The Boeing 777 was en route from Kuala Lumpur International Airport to Beijing with 239 passengers on board on March 8, 2014, when it vanished from the grid less than an hour into its journey.
For three years, Malaysia, China, and Australia searched for the plane in the Indian Ocean, where it was believed to have crashed, only to come up empty-handed. The search was officially called off in January 2017, with no conclusion made about what could have happened to the mystery flight.
However, speaking to the Guardian on the ninth anniversary of the incident, Ocean Infinity CEO Oliver Plunkett said that after his company conducted its own unsuccessful search in 2018, it has now obtained new evidence that could finally lead to the discovery of the plane.

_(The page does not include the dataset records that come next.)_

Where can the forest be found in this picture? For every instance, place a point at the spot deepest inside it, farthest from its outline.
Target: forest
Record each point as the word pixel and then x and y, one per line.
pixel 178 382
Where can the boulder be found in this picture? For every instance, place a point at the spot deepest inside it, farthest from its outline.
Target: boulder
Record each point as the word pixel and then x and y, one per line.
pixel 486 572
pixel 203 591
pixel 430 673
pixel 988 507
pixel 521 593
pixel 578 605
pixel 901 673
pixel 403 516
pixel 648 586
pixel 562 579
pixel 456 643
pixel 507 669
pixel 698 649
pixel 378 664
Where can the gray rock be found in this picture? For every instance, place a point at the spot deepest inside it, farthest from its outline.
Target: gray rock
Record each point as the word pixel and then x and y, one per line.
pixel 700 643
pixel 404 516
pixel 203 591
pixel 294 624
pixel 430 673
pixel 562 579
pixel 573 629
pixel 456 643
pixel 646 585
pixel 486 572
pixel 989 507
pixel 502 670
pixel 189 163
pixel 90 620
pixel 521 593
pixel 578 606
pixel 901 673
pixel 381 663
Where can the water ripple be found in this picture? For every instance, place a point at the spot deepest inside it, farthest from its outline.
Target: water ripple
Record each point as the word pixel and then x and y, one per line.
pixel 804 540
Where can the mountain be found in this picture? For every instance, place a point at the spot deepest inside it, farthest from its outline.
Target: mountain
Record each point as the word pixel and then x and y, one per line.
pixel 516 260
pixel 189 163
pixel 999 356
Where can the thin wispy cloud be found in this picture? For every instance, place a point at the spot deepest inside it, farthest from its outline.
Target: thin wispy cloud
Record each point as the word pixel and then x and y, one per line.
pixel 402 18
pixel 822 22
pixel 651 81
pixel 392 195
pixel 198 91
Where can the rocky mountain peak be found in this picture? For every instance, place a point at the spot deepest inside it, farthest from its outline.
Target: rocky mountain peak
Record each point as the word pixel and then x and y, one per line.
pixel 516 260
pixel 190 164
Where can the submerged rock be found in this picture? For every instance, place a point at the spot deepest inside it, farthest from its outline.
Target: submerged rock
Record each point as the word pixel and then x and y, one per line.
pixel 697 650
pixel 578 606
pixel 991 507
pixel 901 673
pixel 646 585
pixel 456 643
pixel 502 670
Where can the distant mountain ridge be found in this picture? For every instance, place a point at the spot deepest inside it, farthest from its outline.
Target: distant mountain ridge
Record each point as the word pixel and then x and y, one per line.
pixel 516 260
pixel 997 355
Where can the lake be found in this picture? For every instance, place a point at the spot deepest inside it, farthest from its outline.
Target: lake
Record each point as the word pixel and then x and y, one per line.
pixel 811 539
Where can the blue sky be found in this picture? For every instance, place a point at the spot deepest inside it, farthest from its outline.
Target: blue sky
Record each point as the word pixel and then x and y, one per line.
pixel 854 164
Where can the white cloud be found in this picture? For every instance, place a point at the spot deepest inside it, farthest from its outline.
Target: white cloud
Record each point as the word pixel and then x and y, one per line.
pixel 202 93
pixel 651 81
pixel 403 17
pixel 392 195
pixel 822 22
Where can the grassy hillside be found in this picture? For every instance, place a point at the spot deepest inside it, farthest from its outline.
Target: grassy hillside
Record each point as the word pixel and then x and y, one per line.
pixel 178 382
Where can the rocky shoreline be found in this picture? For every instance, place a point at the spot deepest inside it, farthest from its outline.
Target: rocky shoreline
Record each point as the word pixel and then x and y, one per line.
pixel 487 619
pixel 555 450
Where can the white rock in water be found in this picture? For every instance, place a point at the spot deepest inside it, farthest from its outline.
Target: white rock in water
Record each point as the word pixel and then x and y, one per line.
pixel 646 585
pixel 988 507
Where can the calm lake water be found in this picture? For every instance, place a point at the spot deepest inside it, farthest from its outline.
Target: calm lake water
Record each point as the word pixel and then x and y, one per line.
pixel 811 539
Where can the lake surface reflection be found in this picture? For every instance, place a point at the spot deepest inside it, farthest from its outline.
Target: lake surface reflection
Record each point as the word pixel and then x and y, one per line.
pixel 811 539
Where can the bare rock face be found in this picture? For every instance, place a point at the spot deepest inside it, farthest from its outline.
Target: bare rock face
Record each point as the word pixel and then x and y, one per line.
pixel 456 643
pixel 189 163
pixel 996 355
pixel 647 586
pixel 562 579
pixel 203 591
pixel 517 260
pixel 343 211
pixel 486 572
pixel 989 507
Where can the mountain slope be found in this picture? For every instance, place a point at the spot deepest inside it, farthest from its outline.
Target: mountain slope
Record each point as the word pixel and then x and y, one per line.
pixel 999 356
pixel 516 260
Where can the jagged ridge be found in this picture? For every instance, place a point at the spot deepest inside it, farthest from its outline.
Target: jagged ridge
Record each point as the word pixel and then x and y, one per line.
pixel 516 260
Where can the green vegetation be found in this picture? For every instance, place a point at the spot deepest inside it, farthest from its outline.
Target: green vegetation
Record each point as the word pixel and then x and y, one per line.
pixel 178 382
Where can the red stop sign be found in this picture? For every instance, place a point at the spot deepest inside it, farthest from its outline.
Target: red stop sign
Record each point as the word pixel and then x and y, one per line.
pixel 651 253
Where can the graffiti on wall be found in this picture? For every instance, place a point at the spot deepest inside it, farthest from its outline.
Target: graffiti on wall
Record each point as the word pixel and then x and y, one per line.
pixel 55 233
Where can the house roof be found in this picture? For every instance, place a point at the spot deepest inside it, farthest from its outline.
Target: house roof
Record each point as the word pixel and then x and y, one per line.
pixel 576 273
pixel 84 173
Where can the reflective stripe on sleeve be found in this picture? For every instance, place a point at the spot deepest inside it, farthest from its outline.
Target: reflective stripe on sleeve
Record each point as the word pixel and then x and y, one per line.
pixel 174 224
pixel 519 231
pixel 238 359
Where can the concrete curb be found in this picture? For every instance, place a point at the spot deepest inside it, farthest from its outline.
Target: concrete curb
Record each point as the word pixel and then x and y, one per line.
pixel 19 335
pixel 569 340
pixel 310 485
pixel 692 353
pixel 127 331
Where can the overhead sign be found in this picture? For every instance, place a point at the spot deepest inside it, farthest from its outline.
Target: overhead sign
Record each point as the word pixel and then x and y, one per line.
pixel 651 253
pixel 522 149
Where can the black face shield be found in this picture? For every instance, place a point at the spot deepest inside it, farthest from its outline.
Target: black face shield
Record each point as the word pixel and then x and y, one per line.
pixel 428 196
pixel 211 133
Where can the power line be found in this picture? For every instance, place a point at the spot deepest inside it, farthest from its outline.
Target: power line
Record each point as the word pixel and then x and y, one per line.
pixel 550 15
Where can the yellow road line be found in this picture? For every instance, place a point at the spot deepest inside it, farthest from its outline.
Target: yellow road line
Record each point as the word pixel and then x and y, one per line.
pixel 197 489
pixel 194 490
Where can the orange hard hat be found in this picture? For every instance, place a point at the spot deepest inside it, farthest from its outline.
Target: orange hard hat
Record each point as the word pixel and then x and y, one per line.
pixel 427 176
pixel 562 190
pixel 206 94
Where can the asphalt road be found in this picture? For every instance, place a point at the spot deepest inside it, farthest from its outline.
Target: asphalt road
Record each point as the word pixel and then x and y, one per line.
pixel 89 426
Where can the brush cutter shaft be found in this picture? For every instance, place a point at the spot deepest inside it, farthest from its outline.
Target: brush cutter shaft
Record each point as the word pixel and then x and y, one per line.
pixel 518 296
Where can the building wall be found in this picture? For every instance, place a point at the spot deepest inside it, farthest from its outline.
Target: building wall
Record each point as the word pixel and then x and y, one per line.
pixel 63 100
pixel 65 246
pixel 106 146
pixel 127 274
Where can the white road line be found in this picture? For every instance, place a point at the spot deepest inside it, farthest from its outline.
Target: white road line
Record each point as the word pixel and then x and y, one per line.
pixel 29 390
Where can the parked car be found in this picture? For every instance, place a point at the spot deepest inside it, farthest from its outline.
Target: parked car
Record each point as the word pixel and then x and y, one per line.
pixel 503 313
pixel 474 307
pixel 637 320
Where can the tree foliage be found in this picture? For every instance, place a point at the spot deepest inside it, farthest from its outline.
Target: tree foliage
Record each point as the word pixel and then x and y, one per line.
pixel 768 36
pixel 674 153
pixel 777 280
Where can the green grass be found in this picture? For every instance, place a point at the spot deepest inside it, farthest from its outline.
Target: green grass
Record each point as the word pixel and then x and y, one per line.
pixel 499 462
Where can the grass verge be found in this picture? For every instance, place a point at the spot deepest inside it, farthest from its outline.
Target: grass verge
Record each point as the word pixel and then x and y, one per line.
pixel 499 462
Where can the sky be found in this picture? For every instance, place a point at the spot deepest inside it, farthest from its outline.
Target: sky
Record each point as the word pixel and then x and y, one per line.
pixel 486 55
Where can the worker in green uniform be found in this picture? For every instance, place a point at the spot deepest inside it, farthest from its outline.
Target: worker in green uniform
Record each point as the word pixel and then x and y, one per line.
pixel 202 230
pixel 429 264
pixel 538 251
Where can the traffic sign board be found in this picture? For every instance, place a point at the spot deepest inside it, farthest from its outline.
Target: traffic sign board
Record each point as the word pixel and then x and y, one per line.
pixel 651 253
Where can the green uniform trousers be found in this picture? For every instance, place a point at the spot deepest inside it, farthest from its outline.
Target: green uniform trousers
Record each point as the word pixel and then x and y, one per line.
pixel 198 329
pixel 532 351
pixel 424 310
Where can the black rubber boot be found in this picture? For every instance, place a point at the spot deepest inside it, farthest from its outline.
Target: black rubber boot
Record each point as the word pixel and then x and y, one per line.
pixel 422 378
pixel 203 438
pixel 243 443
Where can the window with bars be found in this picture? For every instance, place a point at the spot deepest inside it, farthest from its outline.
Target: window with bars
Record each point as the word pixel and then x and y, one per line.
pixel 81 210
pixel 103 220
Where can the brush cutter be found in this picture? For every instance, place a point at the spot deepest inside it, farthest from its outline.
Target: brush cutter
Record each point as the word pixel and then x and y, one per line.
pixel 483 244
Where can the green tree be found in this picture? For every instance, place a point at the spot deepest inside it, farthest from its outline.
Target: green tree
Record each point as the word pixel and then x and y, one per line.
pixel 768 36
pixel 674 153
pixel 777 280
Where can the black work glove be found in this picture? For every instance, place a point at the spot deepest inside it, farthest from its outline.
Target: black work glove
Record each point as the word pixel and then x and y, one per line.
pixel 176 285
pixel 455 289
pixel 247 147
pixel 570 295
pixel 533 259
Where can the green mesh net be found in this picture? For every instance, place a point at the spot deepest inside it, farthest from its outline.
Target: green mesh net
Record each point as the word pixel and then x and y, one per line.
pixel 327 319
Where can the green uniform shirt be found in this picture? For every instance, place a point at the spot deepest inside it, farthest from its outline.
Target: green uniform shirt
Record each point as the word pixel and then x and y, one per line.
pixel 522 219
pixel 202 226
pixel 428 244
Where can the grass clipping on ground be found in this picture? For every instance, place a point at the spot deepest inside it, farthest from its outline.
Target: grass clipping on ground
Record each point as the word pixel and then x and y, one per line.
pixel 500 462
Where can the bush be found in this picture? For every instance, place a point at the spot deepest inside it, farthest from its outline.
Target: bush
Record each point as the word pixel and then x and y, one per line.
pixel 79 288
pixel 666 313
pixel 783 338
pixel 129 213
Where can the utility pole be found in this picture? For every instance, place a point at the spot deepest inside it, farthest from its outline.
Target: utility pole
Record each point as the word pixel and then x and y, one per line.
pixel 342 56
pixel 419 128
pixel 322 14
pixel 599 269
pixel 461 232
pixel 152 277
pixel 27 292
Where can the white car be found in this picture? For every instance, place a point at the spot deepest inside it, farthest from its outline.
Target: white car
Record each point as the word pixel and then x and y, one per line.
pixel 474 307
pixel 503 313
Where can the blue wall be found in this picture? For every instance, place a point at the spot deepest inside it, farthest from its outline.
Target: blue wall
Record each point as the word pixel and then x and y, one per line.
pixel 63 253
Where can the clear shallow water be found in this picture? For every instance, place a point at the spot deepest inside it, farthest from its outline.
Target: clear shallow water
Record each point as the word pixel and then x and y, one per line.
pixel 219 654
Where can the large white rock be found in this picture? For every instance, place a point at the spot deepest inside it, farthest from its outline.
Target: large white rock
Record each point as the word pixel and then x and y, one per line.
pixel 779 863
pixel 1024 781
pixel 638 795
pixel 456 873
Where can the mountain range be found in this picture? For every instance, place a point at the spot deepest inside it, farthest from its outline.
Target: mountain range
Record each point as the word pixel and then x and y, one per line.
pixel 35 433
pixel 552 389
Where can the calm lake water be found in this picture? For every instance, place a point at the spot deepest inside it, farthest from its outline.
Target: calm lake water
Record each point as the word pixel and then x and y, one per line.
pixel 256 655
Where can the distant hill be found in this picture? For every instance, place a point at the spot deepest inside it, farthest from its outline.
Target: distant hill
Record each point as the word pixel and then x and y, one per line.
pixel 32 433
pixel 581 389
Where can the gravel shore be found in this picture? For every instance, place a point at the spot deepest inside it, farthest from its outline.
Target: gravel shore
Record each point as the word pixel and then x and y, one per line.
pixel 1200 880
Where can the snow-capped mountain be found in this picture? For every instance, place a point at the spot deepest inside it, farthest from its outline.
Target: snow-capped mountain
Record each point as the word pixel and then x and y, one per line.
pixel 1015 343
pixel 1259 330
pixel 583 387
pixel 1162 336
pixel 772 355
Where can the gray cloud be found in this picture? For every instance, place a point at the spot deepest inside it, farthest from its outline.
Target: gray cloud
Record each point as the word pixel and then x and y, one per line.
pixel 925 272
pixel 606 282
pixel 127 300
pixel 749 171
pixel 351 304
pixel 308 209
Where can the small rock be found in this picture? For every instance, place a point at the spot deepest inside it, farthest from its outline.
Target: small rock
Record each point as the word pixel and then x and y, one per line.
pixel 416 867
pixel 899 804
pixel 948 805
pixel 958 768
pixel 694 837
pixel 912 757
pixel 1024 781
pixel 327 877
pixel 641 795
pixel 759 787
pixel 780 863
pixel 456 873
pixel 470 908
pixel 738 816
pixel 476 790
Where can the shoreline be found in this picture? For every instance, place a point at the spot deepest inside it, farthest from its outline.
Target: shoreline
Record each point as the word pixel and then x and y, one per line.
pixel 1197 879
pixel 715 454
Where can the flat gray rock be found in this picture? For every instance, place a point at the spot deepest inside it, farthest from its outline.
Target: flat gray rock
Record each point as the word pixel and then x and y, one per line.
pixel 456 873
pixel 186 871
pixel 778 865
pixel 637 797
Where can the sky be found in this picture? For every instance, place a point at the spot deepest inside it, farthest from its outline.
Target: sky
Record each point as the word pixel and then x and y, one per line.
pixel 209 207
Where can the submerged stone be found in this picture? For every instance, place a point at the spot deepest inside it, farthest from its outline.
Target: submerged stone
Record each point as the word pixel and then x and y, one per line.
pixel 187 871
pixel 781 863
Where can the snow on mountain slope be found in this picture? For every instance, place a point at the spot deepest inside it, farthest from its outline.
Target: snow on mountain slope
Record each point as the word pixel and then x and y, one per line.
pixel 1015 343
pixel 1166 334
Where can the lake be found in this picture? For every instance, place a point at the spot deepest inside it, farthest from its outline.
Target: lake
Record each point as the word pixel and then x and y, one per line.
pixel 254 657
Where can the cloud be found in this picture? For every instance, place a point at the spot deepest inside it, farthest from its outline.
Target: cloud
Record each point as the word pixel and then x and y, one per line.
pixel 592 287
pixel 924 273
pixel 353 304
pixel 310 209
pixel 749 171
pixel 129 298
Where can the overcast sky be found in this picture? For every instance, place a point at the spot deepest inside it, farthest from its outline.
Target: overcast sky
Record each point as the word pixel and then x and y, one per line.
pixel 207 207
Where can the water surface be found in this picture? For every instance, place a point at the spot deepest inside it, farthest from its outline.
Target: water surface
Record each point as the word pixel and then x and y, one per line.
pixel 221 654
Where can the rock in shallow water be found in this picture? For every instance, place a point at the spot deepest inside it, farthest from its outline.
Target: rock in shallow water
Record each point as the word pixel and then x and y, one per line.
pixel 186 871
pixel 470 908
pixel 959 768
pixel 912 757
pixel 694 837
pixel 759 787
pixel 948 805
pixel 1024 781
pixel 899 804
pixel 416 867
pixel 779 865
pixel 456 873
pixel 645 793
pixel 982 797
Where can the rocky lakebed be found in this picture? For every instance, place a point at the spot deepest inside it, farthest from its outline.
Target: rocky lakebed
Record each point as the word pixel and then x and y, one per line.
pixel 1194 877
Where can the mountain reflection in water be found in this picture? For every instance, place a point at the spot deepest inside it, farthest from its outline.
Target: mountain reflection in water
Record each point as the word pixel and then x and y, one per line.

Although he did not share specifics of the findings, Plunkett said he hopes to convince the Malaysian government in the coming weeks to green-light another search and launch it later this year or in 2024. The initiative is also being supported by Voice370 – a group of relatives of passengers who were on board MH370 when it disappeared.
Meanwhile, a new Netflix documentary titled ‘MH370: The Plane That Disappeared’ has reignited public interest in the mystery and shed light on new theories.
Cyndi Hendry, a volunteer researcher at now-defunct satellite imagery company Tomnod, told the Netflix filmmakers that she found what looked like plane debris in the South China Sea just days after the aircraft vanished, thousands of miles from the main search area.
Hendry, who scoured satellite images, claims to have found pieces of wreckage that were an “almost perfect match” to MH370 off the coast of Vietnam, close to where the plane dropped off radars.
The researcher says she tried contacting investigators and Malaysia Airlines to share her findings but claims she was ignored, after British company Inmarsat showed data which suggested the plane crashed in the Indian Ocean.